Conservation advocates cheered the August passage of Gardner’s Great American Outdoors Act, which secured full, mandatory funding for the LWCF, which had previously faced chronic shortfalls as revenues intended for the program were diverted elsewhere by lawmakers.
But concerns have mounted over the Trump administration’s implementation of the GAOA since the Interior Department missed a Nov. 2 deadline to submit a list of projects to be funded through the LWCF in the next fiscal year. Officials eventually submitted the list to Congress a week late, but conservation groups said it missed the mark in its composition and lack of detail.
“The administration has utterly blown its shot at implementing this historic conservation and recreation law, whiffing on three separate chances to get this right,” Drew McConville, senior managing director of government relations at The Wilderness Society, said in a statement.
Neither Gardner nor the Interior Department immediately responded to requests for comment.
Conservation advocates and some members of Congress have expressed hope that lawmakers will “honor the intent” of the GAOA by funding a full slate of LWCF proposals in a lame-duck appropriations bill. But Bernhardt’s order appeared to reassert his department’s authority over the process, instructing federal agencies that their expenditures on LWCF projects should be “consistent with the account, program, and project allocations established by the President.”
The National Wildlife Federation called Friday’s order “a giant step backward” for conservation efforts across the country.

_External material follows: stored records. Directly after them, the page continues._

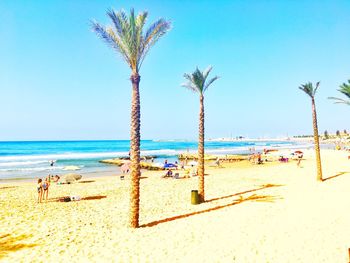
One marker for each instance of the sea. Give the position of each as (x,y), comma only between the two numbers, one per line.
(24,160)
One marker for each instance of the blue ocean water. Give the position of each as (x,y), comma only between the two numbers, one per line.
(32,159)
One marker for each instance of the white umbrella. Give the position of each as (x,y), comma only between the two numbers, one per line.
(194,163)
(71,168)
(70,178)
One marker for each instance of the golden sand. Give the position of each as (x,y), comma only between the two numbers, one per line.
(254,213)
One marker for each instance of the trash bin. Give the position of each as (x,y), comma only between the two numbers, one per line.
(194,197)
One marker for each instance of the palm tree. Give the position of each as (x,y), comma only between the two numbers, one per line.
(126,36)
(345,89)
(311,91)
(197,82)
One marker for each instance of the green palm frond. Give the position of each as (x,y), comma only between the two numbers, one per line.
(126,35)
(197,80)
(309,89)
(345,90)
(339,100)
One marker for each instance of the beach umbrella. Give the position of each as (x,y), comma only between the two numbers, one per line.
(170,165)
(71,168)
(71,178)
(194,163)
(125,167)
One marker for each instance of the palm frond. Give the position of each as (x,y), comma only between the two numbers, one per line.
(152,35)
(126,35)
(206,72)
(197,80)
(108,36)
(339,100)
(190,87)
(210,82)
(345,89)
(117,22)
(309,89)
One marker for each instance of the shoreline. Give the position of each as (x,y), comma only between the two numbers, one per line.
(266,213)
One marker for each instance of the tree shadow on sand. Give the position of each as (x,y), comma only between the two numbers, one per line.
(7,187)
(10,244)
(254,197)
(334,176)
(66,198)
(244,192)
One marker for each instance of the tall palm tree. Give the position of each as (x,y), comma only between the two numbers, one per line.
(311,91)
(126,36)
(345,89)
(197,82)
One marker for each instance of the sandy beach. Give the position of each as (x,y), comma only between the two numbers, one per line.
(275,212)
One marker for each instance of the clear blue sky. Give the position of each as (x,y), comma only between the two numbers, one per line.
(59,81)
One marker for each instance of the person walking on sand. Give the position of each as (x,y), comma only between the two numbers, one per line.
(40,190)
(300,156)
(45,187)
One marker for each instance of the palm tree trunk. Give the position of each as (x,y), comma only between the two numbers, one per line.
(317,143)
(201,150)
(135,152)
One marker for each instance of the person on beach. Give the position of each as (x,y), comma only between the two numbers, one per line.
(300,156)
(56,178)
(45,187)
(39,188)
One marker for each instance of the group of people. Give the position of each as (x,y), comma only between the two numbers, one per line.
(43,187)
(256,158)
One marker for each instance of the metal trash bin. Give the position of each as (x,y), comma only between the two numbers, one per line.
(194,197)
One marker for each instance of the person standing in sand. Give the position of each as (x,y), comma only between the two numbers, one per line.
(300,156)
(40,190)
(45,187)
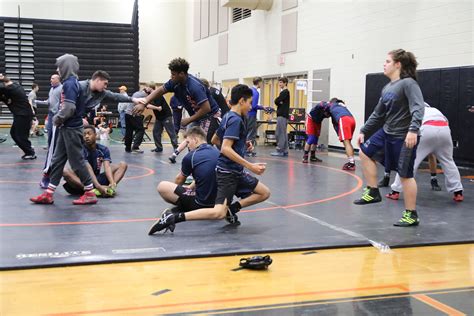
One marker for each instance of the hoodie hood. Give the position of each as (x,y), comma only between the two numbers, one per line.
(68,65)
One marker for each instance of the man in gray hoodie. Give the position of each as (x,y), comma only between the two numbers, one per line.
(53,101)
(70,129)
(92,92)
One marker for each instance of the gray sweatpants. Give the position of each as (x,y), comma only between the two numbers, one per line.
(436,140)
(69,148)
(281,134)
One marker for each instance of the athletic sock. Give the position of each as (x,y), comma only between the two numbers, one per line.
(51,188)
(180,217)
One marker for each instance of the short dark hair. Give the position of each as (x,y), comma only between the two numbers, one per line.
(179,65)
(256,80)
(238,92)
(91,127)
(195,131)
(283,79)
(336,100)
(205,82)
(408,62)
(102,74)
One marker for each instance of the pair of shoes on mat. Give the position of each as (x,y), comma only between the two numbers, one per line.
(349,166)
(409,218)
(384,182)
(369,196)
(166,221)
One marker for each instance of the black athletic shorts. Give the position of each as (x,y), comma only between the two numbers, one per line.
(230,184)
(187,199)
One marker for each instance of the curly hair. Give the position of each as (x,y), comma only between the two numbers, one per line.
(408,62)
(178,65)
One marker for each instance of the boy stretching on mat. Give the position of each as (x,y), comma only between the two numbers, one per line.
(96,156)
(230,174)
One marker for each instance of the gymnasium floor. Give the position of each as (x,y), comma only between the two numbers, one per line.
(330,256)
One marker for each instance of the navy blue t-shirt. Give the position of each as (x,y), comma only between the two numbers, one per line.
(96,157)
(192,94)
(232,127)
(201,163)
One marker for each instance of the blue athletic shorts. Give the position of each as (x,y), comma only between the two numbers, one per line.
(391,152)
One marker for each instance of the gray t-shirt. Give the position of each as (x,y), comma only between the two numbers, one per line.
(400,109)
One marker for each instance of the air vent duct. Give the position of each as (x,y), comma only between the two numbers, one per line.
(248,4)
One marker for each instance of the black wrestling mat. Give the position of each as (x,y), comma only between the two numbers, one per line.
(310,208)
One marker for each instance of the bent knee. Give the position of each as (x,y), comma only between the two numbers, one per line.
(219,212)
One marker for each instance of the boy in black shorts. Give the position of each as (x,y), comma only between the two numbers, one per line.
(96,156)
(230,174)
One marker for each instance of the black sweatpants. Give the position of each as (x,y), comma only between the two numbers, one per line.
(20,131)
(133,124)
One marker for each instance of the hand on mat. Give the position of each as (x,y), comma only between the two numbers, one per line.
(411,139)
(249,146)
(140,107)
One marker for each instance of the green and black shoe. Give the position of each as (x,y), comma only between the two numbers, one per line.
(409,218)
(370,195)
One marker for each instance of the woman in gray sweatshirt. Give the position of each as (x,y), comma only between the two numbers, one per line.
(394,126)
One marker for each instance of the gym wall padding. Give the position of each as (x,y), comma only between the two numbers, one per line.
(106,46)
(450,90)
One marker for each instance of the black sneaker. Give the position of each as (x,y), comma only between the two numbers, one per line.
(434,185)
(370,195)
(165,221)
(384,182)
(409,218)
(315,159)
(231,217)
(29,157)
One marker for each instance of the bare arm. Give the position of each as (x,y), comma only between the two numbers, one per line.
(138,108)
(227,151)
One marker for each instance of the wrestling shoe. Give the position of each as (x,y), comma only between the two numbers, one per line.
(409,218)
(384,182)
(88,197)
(394,195)
(370,195)
(458,197)
(167,220)
(349,166)
(231,217)
(434,185)
(44,198)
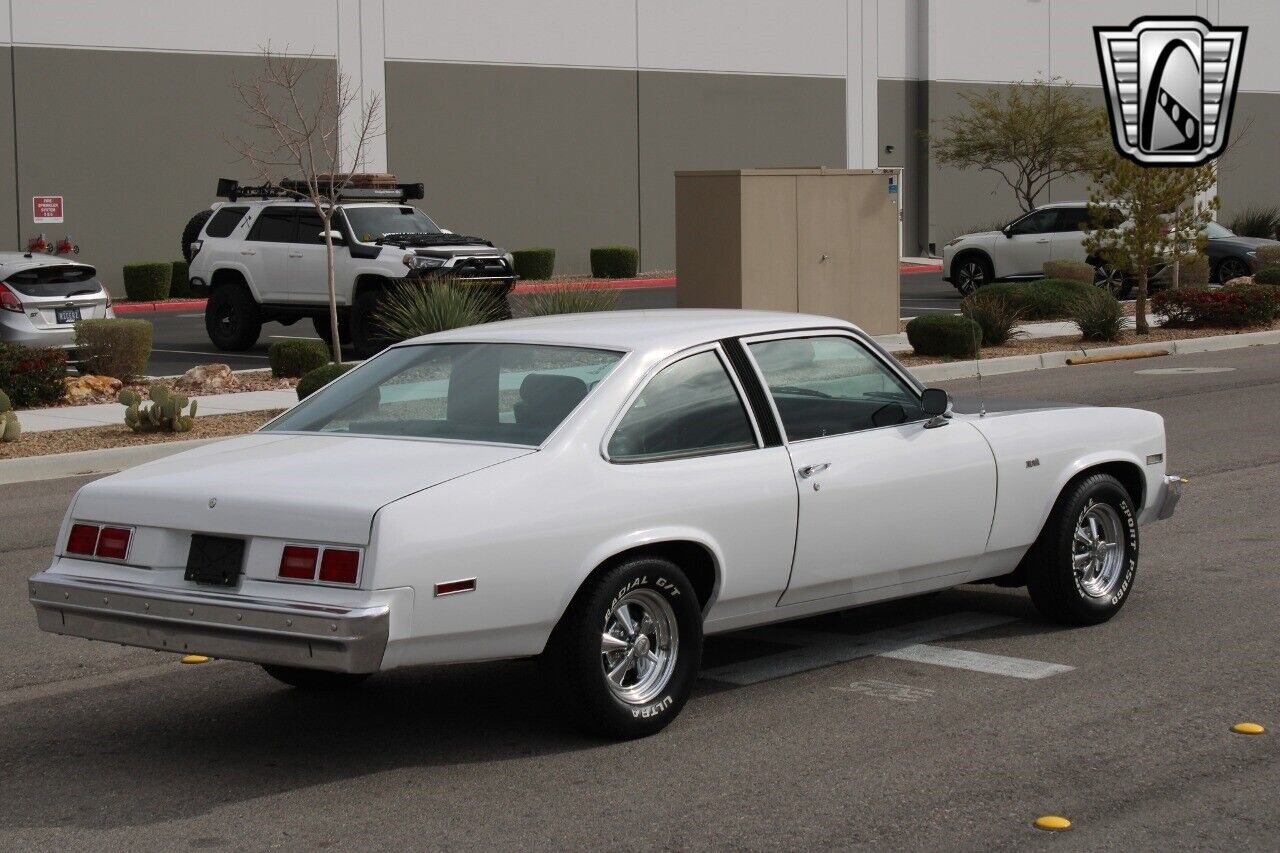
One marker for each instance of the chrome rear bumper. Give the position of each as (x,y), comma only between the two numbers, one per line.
(1173,493)
(218,624)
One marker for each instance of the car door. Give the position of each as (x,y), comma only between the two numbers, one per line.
(306,268)
(1066,240)
(886,497)
(265,252)
(1027,245)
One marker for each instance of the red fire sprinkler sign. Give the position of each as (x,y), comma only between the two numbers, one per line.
(46,209)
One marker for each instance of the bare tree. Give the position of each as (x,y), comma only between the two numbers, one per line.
(298,108)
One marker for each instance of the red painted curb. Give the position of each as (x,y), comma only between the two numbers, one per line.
(144,308)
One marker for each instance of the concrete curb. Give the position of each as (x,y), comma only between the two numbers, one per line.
(1043,360)
(100,461)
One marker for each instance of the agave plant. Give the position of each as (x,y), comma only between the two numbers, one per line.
(563,299)
(414,308)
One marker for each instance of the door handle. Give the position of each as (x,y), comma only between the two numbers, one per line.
(809,470)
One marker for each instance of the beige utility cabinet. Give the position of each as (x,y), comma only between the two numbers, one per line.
(816,241)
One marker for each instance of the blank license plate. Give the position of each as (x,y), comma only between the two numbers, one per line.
(214,560)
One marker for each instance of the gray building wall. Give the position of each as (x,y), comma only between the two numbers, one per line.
(133,140)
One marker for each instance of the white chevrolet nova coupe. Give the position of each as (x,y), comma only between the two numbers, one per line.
(600,491)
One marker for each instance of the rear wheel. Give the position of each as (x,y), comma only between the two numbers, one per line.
(306,679)
(232,318)
(626,655)
(970,273)
(1083,565)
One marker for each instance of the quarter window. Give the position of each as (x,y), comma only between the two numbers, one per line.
(831,386)
(689,409)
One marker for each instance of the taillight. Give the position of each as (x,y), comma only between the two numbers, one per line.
(298,562)
(82,539)
(339,566)
(113,543)
(9,300)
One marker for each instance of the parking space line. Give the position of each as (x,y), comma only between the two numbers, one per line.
(958,658)
(818,649)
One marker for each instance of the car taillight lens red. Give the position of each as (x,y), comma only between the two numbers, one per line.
(82,539)
(339,566)
(9,300)
(298,562)
(113,543)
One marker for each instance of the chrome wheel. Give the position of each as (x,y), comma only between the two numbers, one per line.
(1097,550)
(638,648)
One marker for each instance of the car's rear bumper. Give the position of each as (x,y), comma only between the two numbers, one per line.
(261,630)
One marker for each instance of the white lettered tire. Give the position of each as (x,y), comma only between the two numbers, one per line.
(625,656)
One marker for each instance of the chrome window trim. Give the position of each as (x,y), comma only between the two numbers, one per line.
(644,383)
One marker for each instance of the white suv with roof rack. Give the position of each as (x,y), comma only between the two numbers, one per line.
(260,256)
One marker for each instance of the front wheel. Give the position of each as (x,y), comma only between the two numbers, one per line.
(626,655)
(1083,565)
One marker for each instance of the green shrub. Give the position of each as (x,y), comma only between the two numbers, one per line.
(414,308)
(1267,276)
(1256,222)
(297,356)
(995,314)
(1269,256)
(1069,270)
(164,414)
(615,261)
(945,334)
(534,264)
(1100,316)
(31,375)
(320,377)
(565,299)
(118,347)
(1234,308)
(147,282)
(1048,299)
(179,283)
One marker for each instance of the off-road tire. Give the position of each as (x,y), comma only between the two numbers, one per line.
(575,661)
(1059,591)
(232,318)
(306,679)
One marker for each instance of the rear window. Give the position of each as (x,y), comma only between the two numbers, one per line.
(223,223)
(62,279)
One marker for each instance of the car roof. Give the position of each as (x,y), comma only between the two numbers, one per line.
(647,331)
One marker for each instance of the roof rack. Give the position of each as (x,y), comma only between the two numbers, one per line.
(232,190)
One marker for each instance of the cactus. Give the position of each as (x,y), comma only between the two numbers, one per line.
(9,427)
(164,414)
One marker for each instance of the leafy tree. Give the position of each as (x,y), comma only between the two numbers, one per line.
(1028,135)
(1168,210)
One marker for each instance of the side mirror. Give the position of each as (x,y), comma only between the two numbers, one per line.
(935,402)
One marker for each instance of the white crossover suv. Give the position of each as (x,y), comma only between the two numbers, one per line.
(260,256)
(1019,250)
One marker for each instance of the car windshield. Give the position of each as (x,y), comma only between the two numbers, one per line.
(508,393)
(370,223)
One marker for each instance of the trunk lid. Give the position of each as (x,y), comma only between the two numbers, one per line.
(323,488)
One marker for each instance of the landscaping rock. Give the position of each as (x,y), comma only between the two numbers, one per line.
(208,377)
(90,388)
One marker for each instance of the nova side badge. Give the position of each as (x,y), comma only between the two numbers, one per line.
(1170,86)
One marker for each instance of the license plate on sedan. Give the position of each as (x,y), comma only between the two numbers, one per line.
(215,560)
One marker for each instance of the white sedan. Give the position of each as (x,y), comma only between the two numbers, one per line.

“This is yet another example of how this administration has tried to thwart conservation at every turn,” Tracy Stone-Manning, the NWF’s associate vice president for public lands, said in a statement. “We look forward to working with a new Secretary of the Interior to fix this order so the conservation program can reach its full potential, as intended by the overwhelming bipartisan majority in Congress which voted for its permanent funding just a few months ago.”